Channels ▼
RSS

JVM Languages

Tail Call Optimization and Java


I was recently asked whether Java SE 8 contained an optimization for tail calls, which are a special kind of function call. This optimization is most relevant for recursive calls, which are particularly important for functional languages, as they often rely on recursive design and coding patterns. In this article, I examine exactly what a tail call is, how it can be optimized effectively, and where Java 8 stands in terms of implementing this optimization.

Before we dive in, let's define a tail call.

What is A Tail Call?

A tail call is a fancy term that refers to a situation in which a method or function call is the last instruction inside of another method or function (for simplicity, I'll refer to all calls as function calls from now on). Andrew Koenig touched on the topic in his blog series on optimizations. As an example, take the function foo() as defined here:

int foo(int a) {
  a = a + 1;
  return func(a);
}

The call to function func() is the last statement in function foo(), hence it's a tail call. If foo() executed any instructions other than return after the call to func(), then func() it would no longer be a tail call.

You might be wondering why all of these semantics are important. It's really not very important or interesting until you consider recursive programming, where the tail call is a recursive function. For example:

int fact(int i, int acc) {
  if ( i == 0 ) 
    return acc;
  else
    return fact( i – 1, acc * i);
}

int factorial(int n) {
  if ( n == 0 )
    return 1;
  else
    return fact( n – 1, 1 );
}

The assembly language for fact() is shown in Figure 1, to the right of the C source. The red arrow points to the last two instructions for the function fact(), which are the call to fact() itself and a MOV for the return statement. This fits the definition of a tail call.

JavaTailCall
Figure 1: Function fact is a tail call, as seen in the assembly code.

Although I chose to illustrate this in C (because it was easier to show the associated assembly code), the same holds true for Java. In fact, you can copy the function's source code into a Java class verbatim and it will compile and work the same. So, what exactly can be optimized?

Tail Call Optimization Described

With any tail call, not just a recursive one, the function call itself can be optimized away and turned into what is effectively a goto. This means that the work to setup the stack before the function call and restore it afterwards (the prolog and epilog, respectively) can all be removed. For example, take the code below:

int func_a(int data) {
  data = do_this(data);
  return do_that(data);
}

The function do_that() is a tail call. The unoptimized assembly code might look something like this:

...		! executing inside func_a()
push EIP	! push current instruction pointer on stack
push data	! push variable 'data' on the stack
jmp do_this	! call do_this() by jumping to its address
...		! executing inside do_this()
push EIP	! push current instruction pointer on stack
push data	! push variable 'data' on the stack
jmp do_that	! call do_that() by jumping to its address
...		! executing inside do_that()
pop data	! prepare to return value of 'data'
pop EIP	! return to do_this()
pop data	! prepare to return value of 'data'
pop EIP	! return to func_a()
pop data	! prepare to return value of 'data'
pop EIP	! return to func_a() caller
...

Notice that multiple POP instructions for both data and the EIP register (to return the value of data and restore the instruction pointer) occur in succession?

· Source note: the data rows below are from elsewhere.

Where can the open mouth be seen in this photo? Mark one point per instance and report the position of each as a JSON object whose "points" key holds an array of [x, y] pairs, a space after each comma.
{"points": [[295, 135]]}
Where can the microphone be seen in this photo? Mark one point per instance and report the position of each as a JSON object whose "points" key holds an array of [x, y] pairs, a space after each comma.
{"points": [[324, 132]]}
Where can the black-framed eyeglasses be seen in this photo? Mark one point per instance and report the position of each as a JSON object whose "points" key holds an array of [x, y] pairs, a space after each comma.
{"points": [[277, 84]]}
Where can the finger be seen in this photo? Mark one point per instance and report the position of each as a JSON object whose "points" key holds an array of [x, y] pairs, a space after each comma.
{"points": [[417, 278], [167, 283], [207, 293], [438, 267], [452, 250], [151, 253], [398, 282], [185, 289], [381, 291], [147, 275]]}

One set of these epilogs and the associated prolog (where data and the EIP register are saved on the stack) can be eliminated and replaced by a simple JMP assembly instruction. This can be done because function do_that() will execute the epilog code for the calling function, func_a().

This optimization is is safe because func_a() doesn't perform any meaningful instructions after do_that() returns. (Note: If something were done with the return value after the call to do_that() returns, then this optimization cannot be performed because do_that() would no longer be a tail call.)

Here's the result of tail call optimization:

...         ! executing inside func_a()
push EIP    ! push current instruction pointer on stack
push data   ! push variable ‘data’ on the stack
jmp do_this ! call do_this() by jumping to its address
...         ! executing inside do_this()
push EIP    ! push current instruction pointer on stack
push data   ! push variable ‘data’ on the stack

jmp do_that ! call do_that() by jumping to its address
...         ! executing inside do_that()
pop data    ! prepare to return value of ‘data’
pop EIP     ! return to do_this()
pop data    ! prepare to return value of ‘data’
pop EIP     ! return to func_a() caller
pop data    ! prepare to return value of ‘data’
pop EIP     ! return to func_a() caller...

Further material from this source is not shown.